Motion Designer & Fondateur – Studio Blackmeal
38 ans, marié, 4 garçons. Je vis à Nantes. Fan de générique de film depuis mon plus jeune âge, j’ai toujours voulu faire du motion graphic design mon métier. Je suis un amoureux de la métaphore graphique, du message et de l’idée. Je suis porté par l’envie d’apprendre et de transmettre. Conférencier, intervenant et porte-étendard de la culture et de l’histoire du motion design, j’ai cocréé le festival Motion Motion à Nantes en 2017.
Matthieu Colombel, ancien étudiant en Motion Design, promo 2006
Témoignage
J’ai fondé Blackmeal en 2011, un studio de création basé à Paris, Nantes et Montréal. Nous étions plus d’une vingtaine. Nous travaillions pour 75 clients par an, principalement des grands comptes. Nous réalisions 250 vidéos chaque année.

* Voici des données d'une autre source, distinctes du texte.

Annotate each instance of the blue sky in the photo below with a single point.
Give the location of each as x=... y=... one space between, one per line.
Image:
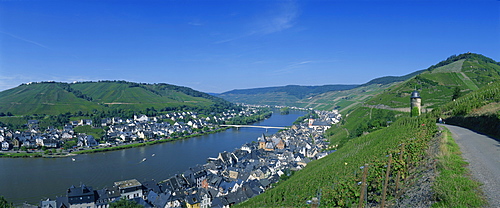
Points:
x=217 y=46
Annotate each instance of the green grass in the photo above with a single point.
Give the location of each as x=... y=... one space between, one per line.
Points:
x=57 y=98
x=454 y=187
x=336 y=176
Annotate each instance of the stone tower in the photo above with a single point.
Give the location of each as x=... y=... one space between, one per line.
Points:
x=415 y=102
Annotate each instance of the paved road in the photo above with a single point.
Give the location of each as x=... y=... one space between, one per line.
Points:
x=483 y=154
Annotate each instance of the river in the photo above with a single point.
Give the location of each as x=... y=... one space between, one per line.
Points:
x=33 y=179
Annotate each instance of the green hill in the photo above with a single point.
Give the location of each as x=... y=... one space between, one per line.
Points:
x=287 y=95
x=367 y=135
x=53 y=98
x=438 y=84
x=327 y=97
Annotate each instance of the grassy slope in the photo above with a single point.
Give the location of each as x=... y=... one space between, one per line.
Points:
x=478 y=110
x=335 y=176
x=52 y=99
x=44 y=98
x=436 y=86
x=344 y=100
x=454 y=185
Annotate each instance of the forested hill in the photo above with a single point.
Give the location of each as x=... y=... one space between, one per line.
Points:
x=319 y=97
x=283 y=95
x=463 y=89
x=53 y=98
x=443 y=82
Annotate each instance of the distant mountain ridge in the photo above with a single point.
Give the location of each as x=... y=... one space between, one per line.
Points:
x=323 y=97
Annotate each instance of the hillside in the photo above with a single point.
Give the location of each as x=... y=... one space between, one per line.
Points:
x=285 y=95
x=327 y=97
x=53 y=98
x=368 y=135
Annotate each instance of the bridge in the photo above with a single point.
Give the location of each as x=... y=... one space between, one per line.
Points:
x=253 y=126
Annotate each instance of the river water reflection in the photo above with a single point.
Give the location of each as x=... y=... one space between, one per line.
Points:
x=32 y=179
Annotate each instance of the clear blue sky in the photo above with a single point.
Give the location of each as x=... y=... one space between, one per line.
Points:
x=217 y=46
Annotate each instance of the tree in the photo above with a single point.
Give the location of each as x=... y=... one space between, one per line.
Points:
x=125 y=203
x=4 y=203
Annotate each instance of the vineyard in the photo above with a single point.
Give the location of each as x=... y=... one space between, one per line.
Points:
x=478 y=110
x=337 y=180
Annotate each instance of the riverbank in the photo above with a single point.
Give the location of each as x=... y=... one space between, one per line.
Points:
x=141 y=144
x=21 y=154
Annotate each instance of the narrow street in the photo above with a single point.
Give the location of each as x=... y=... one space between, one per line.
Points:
x=483 y=155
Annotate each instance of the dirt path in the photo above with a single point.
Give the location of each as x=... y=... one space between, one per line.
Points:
x=483 y=155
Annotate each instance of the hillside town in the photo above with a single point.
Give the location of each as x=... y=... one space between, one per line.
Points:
x=225 y=180
x=120 y=131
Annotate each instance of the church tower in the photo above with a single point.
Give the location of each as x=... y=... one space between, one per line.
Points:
x=415 y=102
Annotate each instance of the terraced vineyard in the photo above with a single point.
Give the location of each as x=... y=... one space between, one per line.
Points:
x=336 y=179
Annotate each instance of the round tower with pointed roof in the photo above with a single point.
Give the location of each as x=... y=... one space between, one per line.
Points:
x=415 y=102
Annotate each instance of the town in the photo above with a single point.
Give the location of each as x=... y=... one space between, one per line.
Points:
x=120 y=131
x=225 y=180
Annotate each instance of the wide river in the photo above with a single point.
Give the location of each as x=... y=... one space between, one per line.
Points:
x=33 y=179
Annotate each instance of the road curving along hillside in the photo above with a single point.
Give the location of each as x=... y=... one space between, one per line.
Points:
x=483 y=155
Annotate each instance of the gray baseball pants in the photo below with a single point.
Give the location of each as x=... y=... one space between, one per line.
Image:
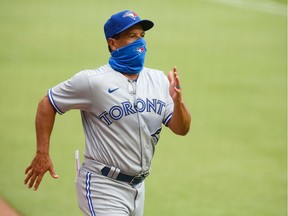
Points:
x=99 y=195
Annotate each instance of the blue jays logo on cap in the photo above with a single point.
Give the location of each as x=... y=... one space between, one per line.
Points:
x=123 y=20
x=130 y=14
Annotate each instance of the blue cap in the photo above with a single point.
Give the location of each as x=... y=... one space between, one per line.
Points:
x=123 y=20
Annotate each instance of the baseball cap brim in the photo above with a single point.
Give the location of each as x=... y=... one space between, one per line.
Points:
x=146 y=24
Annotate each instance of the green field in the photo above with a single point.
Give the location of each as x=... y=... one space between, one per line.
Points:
x=232 y=60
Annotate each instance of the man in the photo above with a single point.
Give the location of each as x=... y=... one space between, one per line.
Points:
x=123 y=106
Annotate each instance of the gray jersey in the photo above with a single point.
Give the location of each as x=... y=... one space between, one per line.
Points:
x=122 y=119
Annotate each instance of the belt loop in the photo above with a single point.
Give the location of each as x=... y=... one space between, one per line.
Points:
x=116 y=173
x=111 y=172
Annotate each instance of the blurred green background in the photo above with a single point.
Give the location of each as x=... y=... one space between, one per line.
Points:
x=232 y=60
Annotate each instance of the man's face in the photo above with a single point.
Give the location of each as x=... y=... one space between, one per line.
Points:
x=126 y=37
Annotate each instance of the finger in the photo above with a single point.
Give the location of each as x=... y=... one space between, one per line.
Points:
x=53 y=173
x=32 y=180
x=27 y=169
x=38 y=181
x=170 y=77
x=175 y=69
x=28 y=177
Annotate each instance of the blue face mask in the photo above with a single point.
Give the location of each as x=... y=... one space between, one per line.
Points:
x=130 y=58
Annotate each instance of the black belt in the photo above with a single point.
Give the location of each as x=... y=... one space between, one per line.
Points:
x=132 y=180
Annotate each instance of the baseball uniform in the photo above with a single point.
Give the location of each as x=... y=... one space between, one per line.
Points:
x=122 y=121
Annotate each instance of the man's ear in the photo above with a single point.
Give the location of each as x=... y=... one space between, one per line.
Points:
x=112 y=44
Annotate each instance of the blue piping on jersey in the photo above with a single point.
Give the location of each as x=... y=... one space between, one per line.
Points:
x=168 y=118
x=88 y=194
x=50 y=95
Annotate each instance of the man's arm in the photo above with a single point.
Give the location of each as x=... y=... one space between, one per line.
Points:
x=181 y=118
x=42 y=163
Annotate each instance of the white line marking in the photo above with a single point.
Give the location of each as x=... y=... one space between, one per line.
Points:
x=260 y=5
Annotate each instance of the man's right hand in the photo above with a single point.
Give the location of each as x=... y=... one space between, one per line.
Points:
x=38 y=167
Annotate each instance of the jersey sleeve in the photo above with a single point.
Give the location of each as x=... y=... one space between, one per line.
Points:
x=169 y=102
x=74 y=93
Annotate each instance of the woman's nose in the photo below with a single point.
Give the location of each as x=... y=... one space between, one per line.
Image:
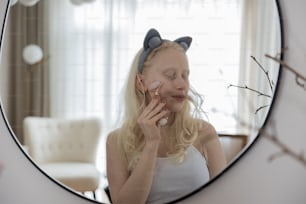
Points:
x=181 y=84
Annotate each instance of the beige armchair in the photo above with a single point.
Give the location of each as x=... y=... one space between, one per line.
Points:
x=65 y=149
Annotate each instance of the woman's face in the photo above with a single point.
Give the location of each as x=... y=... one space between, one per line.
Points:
x=170 y=67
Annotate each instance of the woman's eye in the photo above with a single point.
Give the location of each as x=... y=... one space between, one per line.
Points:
x=171 y=76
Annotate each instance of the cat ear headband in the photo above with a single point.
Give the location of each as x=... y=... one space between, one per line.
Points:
x=154 y=40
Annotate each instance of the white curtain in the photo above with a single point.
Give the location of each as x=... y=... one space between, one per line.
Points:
x=260 y=35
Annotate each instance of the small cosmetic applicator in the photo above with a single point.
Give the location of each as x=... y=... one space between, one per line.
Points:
x=151 y=87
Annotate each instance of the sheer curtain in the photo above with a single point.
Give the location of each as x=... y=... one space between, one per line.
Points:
x=260 y=35
x=93 y=45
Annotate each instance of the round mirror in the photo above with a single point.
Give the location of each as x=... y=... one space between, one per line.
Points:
x=62 y=106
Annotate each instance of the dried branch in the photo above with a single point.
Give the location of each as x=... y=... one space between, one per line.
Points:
x=299 y=78
x=265 y=71
x=251 y=89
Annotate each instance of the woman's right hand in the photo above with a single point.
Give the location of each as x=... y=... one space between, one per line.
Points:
x=149 y=119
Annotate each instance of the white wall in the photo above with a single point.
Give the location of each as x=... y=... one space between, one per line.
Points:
x=253 y=179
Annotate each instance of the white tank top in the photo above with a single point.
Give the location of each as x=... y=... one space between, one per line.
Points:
x=173 y=180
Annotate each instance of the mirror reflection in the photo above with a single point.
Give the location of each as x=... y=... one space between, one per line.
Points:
x=65 y=63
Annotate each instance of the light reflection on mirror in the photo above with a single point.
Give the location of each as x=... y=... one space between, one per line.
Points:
x=88 y=50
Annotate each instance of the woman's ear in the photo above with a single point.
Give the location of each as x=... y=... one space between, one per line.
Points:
x=139 y=83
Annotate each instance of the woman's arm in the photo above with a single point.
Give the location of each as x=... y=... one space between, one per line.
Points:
x=125 y=188
x=215 y=156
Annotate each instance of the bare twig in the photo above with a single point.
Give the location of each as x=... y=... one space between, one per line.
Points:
x=299 y=78
x=251 y=89
x=265 y=71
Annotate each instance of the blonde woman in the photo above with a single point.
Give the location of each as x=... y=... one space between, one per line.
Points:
x=163 y=150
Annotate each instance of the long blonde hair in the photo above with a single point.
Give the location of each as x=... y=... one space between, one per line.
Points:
x=186 y=125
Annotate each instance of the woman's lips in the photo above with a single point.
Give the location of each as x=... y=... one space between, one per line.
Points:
x=179 y=98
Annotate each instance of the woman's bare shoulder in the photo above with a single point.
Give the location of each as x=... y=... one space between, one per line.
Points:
x=113 y=137
x=207 y=131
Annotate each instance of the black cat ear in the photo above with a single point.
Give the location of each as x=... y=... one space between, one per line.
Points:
x=152 y=39
x=185 y=42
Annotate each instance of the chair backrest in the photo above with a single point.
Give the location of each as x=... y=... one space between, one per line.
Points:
x=62 y=140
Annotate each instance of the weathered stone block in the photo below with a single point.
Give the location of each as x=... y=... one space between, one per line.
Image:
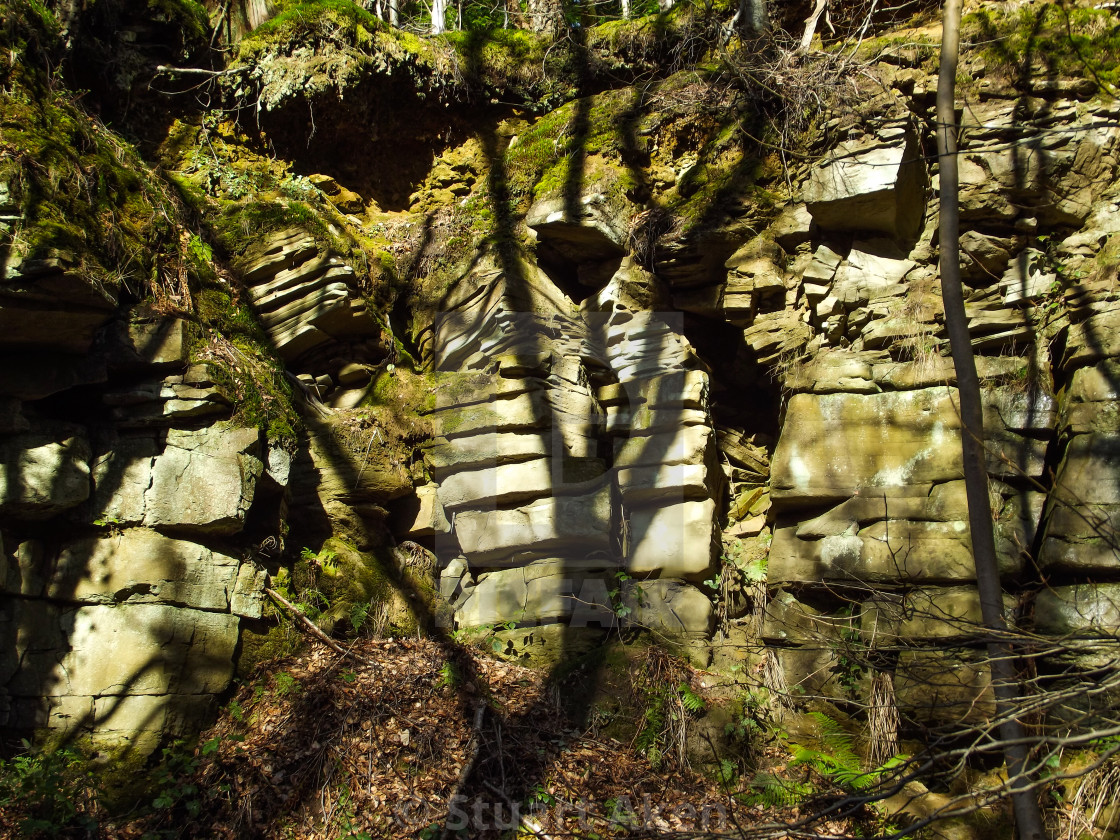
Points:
x=485 y=449
x=666 y=607
x=578 y=525
x=423 y=516
x=542 y=591
x=1084 y=510
x=145 y=650
x=513 y=483
x=684 y=445
x=926 y=615
x=941 y=688
x=787 y=619
x=142 y=566
x=42 y=474
x=121 y=477
x=678 y=541
x=678 y=390
x=205 y=479
x=833 y=446
x=869 y=187
x=524 y=411
x=1089 y=609
x=665 y=484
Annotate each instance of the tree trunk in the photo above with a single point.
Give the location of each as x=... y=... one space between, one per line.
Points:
x=752 y=17
x=547 y=17
x=806 y=37
x=1016 y=752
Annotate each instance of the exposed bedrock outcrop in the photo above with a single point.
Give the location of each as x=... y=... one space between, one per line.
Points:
x=743 y=420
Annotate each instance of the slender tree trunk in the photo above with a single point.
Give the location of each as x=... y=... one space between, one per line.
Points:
x=806 y=37
x=752 y=17
x=1027 y=817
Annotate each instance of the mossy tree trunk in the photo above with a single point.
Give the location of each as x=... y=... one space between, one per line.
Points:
x=1001 y=654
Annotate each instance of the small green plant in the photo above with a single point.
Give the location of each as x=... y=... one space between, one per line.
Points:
x=690 y=700
x=621 y=609
x=235 y=711
x=727 y=774
x=285 y=683
x=448 y=677
x=47 y=794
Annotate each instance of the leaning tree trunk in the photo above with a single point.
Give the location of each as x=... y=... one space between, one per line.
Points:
x=753 y=17
x=438 y=15
x=1016 y=749
x=806 y=36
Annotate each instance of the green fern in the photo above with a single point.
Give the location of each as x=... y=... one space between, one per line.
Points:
x=837 y=759
x=772 y=791
x=691 y=700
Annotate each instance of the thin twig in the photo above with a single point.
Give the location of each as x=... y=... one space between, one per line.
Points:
x=474 y=749
x=308 y=625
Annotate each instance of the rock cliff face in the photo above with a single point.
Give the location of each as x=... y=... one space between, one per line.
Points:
x=603 y=367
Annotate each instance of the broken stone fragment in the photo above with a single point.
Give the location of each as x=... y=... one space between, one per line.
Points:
x=869 y=186
x=43 y=474
x=204 y=481
x=675 y=541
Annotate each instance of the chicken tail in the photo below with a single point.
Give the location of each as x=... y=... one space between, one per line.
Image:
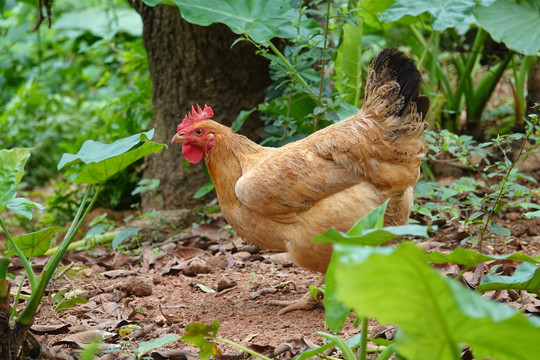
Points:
x=392 y=91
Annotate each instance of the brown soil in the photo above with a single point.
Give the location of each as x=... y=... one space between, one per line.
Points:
x=169 y=280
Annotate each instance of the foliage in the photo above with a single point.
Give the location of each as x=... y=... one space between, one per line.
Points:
x=103 y=162
x=465 y=200
x=78 y=80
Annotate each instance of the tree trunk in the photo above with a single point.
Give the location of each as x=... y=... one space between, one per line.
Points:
x=190 y=64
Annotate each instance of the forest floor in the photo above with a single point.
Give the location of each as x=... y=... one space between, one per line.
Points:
x=206 y=273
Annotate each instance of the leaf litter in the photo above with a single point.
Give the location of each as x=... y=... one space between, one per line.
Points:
x=206 y=273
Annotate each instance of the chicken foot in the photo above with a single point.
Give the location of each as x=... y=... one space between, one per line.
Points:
x=306 y=302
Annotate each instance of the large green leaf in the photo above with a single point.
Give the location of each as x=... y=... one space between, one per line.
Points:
x=348 y=66
x=445 y=14
x=470 y=257
x=525 y=277
x=11 y=171
x=36 y=243
x=514 y=24
x=104 y=160
x=93 y=151
x=436 y=315
x=261 y=20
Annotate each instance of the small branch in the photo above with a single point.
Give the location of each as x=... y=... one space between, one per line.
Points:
x=244 y=349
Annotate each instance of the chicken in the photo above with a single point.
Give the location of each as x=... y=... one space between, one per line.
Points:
x=280 y=198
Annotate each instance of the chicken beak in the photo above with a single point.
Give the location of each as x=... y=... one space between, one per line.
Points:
x=178 y=139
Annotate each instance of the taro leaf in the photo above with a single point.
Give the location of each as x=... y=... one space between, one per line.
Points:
x=261 y=20
x=525 y=277
x=104 y=160
x=36 y=243
x=348 y=66
x=445 y=14
x=92 y=151
x=24 y=207
x=123 y=235
x=196 y=334
x=514 y=24
x=398 y=286
x=11 y=171
x=470 y=257
x=147 y=346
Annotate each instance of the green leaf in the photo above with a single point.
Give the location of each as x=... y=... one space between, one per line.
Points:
x=525 y=277
x=123 y=235
x=36 y=243
x=104 y=160
x=436 y=315
x=24 y=207
x=348 y=66
x=94 y=152
x=497 y=229
x=336 y=313
x=146 y=346
x=11 y=172
x=261 y=20
x=240 y=119
x=196 y=334
x=445 y=14
x=470 y=257
x=146 y=185
x=514 y=24
x=203 y=190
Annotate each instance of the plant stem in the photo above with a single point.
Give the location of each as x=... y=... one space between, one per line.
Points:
x=504 y=185
x=345 y=349
x=363 y=340
x=95 y=240
x=292 y=72
x=244 y=349
x=323 y=63
x=25 y=262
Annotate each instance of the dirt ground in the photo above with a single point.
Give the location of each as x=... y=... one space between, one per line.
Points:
x=170 y=279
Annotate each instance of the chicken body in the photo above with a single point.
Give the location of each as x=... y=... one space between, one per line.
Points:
x=280 y=198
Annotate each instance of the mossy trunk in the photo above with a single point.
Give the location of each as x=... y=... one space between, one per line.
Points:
x=191 y=64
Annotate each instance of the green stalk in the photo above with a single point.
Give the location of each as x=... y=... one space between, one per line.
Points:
x=292 y=72
x=434 y=59
x=386 y=353
x=4 y=263
x=504 y=185
x=363 y=340
x=27 y=314
x=96 y=240
x=242 y=348
x=75 y=225
x=466 y=74
x=25 y=262
x=323 y=63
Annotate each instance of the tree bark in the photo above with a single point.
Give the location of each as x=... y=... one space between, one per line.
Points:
x=190 y=64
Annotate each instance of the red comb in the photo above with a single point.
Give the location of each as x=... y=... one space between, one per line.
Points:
x=198 y=115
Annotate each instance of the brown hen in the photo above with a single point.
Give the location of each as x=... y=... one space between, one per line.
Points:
x=280 y=198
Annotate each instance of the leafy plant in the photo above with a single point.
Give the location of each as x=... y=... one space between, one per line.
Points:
x=101 y=161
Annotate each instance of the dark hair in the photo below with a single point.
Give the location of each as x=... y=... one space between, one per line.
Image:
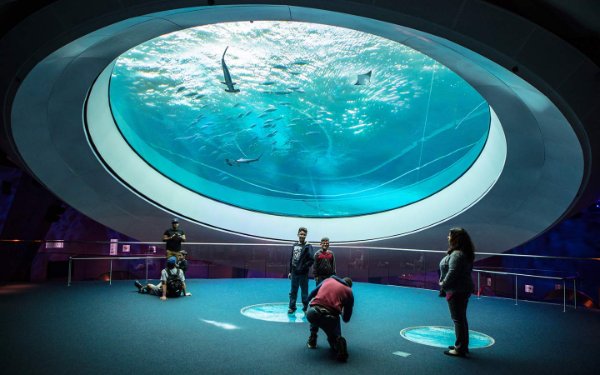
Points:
x=460 y=240
x=348 y=281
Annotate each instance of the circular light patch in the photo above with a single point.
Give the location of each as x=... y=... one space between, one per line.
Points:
x=274 y=312
x=442 y=337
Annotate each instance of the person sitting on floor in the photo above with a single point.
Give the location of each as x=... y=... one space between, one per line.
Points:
x=172 y=282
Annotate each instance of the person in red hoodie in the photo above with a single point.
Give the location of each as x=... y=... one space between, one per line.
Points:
x=332 y=298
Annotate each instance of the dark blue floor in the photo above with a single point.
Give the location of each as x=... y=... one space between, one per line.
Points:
x=94 y=328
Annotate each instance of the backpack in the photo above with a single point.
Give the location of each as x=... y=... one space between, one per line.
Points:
x=174 y=283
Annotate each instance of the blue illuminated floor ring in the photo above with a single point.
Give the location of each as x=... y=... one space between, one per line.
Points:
x=442 y=337
x=274 y=312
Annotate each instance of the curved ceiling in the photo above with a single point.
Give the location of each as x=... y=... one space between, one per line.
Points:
x=547 y=146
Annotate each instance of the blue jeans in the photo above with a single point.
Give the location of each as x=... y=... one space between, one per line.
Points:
x=457 y=304
x=302 y=282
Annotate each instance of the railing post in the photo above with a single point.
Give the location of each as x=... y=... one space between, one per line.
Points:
x=69 y=275
x=516 y=290
x=564 y=296
x=478 y=285
x=575 y=293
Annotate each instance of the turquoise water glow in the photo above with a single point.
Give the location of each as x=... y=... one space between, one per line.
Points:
x=300 y=138
x=442 y=337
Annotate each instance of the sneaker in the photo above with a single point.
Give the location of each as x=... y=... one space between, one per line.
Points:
x=312 y=341
x=342 y=350
x=331 y=343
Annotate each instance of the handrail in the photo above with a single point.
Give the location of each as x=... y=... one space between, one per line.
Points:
x=516 y=275
x=333 y=245
x=111 y=258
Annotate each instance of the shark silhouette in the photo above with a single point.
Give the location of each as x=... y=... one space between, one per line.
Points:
x=363 y=79
x=232 y=162
x=227 y=76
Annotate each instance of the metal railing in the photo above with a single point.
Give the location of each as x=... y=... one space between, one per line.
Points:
x=111 y=258
x=385 y=265
x=516 y=275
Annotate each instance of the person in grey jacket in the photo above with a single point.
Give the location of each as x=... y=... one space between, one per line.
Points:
x=301 y=260
x=457 y=285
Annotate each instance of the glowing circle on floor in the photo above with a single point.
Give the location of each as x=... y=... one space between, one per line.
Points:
x=442 y=337
x=274 y=312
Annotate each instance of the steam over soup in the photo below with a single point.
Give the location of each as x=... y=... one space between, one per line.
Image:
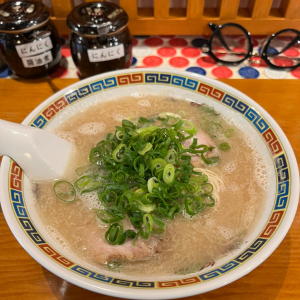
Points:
x=192 y=193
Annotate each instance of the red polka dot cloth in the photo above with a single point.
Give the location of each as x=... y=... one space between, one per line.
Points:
x=185 y=53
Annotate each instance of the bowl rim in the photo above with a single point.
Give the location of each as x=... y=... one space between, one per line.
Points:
x=167 y=293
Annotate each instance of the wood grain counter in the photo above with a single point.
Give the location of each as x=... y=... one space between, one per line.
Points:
x=22 y=278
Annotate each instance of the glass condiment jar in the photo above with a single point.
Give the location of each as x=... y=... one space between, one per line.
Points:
x=100 y=39
x=29 y=41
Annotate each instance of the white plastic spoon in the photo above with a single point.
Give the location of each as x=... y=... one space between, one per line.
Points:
x=41 y=154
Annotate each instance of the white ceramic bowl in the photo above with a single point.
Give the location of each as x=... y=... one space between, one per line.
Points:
x=275 y=222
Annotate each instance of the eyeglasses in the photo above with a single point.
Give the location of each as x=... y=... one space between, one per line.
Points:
x=231 y=44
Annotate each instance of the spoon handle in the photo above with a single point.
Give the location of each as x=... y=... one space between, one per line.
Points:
x=41 y=154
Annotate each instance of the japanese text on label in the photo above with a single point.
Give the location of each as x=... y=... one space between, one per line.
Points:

Depuis 2020, j’ai également repris la direction pédagogique d’e-artsup Nantes sur les programmes Direction Artistique et Motion Design, puis depuis 2025 la direction générale du campus.
Je cherchais une formation en motion design. Il n’en existait pas en France. J’ai demandé à plusieurs CIO et j’ai commencé à me former avec un mélange de cours à la fac’ de Rennes en analyses cinématographiques et avec des livres. Et puis un jour, j’ai reçu un flyer d’une nouvelle école qui se lançait et qui allait former des designers graphiques animateurs : e-artsup. J’ai adoré cette formation, la relation avec les intervenants, la direction et les personnes que j’ai rencontrées tout au long de ma scolarité. Beaucoup font encore partie de mon réseau professionnel. C’est un petit monde.
Je n’ai jamais vraiment arrêté après l’école… un souvenir marquant pour moi, c’est qu’e-artsup est la première école à avoir formé dans le motion design en France et pourtant, en 2008, j’ai reçu un appel pour me dire que la section allait être fermé, car il n’y avait pas assez d’élèves. J’ai raccroché avec le directeur de l’époque, j’ai foncé à l’école, repris tout le programme et recruté tous les intervenants. L’école m’a fait confiance et m’a donné les moyens pour remonter la spécialisation. Pour la première année, j’avais 3 élèves en tout. 3 ans après, ils étaient 30. Aujourd’hui, la spécialisation a ouvert dans plusieurs villes (à l’époque, elle n’existait qu’à Paris) et il y a plus de 300 élèves sur cette spécialisation. Nous avons des ambassadeurs un peu partout. Quand on aime son métier, on le porte et on le défend.
Parcours
2020 : Ouverture de Blackmeal Canada & co-direction e-artsup Nantes
2019 : 3ᵉ édition du Motion Motion Festival
- 5000 participants
2018 : Ambassadeur – Ville de Nantes
2016 : Création de l’association des motion designers français
- Organisation de 3 éditions du Motion Motion Festival
2015 : Ouverture de Blackmeal Nantes
2011 : Fondateur & Dirigeant – Blackmeal
2007 – 2011 : Motion Designer, fondateur et responsable du pôle Motion Design – TBWA Paris
2006 – 2007 : Directeur Artistique et Animateur – SQLI Agency
Galerie
Son conseil
Le plus important pilier du motion design, c’est la singularité. Cela ne veut pas dire qu’il ne faut pas s’inspirer ou faire « à la mode de… » lorsqu’on est en phase d’étude. Au contraire, c’est comme ça qu’on apprend. Mais il faut toujours avoir le réflexe de se mettre en danger et de sortir de sa zone de confort. La réussite de sa formation repose sur 2 clés :
1 – Ne pas avoir peur de faire des erreurs, car c’est la meilleure manière d’apprendre.
2 – Être régulier dans ses rendus, pour qu’on puisse vous juger et vous conseiller. Rendre dans les temps, même si l’on n’est pas pleinement satisfait. Un de nos principaux défauts reste le perfectionnisme… et ce n’est pas facile de se détacher émotionnellement de nos créations en phase d’apprentissage. Mais c’est souvent ce qui bloque notre évolution.